The machine 600 may include processors 610, memory 630, and I/O components 650, which may be communicatively coupled via, for example, a bus 602. The bus 602 may include multiple buses coupling various elements of machine 600 via various bus technologies and protocols. In an example, the processors 610 (including, for example, a central processing unit (CPU), a graphics processing unit (GPU), a digital signal processor (DSP), an ASIC, or a suitable combination thereof) may include one or more processors 612a to 612n that may execute the instructions 616 and process data. In some examples, one or more processors 610 may execute instructions provided or identified by one or more other processors 610. The term “processor” includes a multi-core processor including cores that may execute instructions contemporaneously. Although FIG. 6 shows multiple processors, the machine 600 may include a single processor with a single core, a single processor with multiple cores (for example, a multi-core processor), multiple processors each with a single core, multiple processors each with multiple cores, or any combination thereof. In some examples, the machine 600 may include multiple processors distributed among multiple machines.
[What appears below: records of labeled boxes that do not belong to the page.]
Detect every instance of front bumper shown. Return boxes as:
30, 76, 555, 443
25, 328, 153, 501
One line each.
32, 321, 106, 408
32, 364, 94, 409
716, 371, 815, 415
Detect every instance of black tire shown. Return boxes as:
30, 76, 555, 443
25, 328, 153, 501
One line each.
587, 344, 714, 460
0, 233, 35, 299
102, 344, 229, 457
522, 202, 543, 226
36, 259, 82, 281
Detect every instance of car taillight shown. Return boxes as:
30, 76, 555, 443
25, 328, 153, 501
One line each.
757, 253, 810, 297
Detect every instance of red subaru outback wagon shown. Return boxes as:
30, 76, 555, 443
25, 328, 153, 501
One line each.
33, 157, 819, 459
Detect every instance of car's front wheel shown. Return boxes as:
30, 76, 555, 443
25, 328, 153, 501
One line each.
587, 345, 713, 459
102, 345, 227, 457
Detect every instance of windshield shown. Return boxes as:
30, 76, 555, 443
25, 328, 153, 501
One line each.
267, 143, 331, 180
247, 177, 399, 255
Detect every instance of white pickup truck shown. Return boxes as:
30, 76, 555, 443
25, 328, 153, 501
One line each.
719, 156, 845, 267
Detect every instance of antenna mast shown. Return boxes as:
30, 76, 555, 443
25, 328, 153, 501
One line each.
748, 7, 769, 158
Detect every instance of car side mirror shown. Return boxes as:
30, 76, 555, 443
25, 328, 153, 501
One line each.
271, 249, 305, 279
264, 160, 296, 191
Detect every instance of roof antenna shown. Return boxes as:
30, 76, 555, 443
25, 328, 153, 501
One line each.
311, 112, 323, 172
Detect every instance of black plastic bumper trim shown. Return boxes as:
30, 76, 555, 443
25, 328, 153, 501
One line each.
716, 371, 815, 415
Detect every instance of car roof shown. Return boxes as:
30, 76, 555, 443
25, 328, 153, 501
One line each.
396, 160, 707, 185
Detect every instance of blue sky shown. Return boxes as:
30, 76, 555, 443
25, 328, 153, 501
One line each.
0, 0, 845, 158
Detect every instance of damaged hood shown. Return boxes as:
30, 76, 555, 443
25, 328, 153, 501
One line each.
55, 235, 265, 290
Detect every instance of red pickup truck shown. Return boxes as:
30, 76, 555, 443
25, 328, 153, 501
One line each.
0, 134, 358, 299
The memory/storage 630 may include a main memory 632, a static memory 634, or other memory, and a storage unit 636, both accessible to the processors 610 such as via the bus 602. The storage unit 636 and memory 632, 634 store instructions 616 embodying any one or more of the functions described herein. The memory/storage 630 may also store temporary, intermediate, and/or long-term data for processors 610. The instructions 616 may also reside, completely or partially, within the memory 632, 634, within the storage unit 636, within at least one of the processors 610 (for example, within a command buffer or cache memory), within memory at least one of I/O components 650, or any suitable combination thereof, during execution thereof. Accordingly, the memory 632, 634, the storage unit 636, memory in processors 610, and memory in I/O components 650 are examples of machine-readable media.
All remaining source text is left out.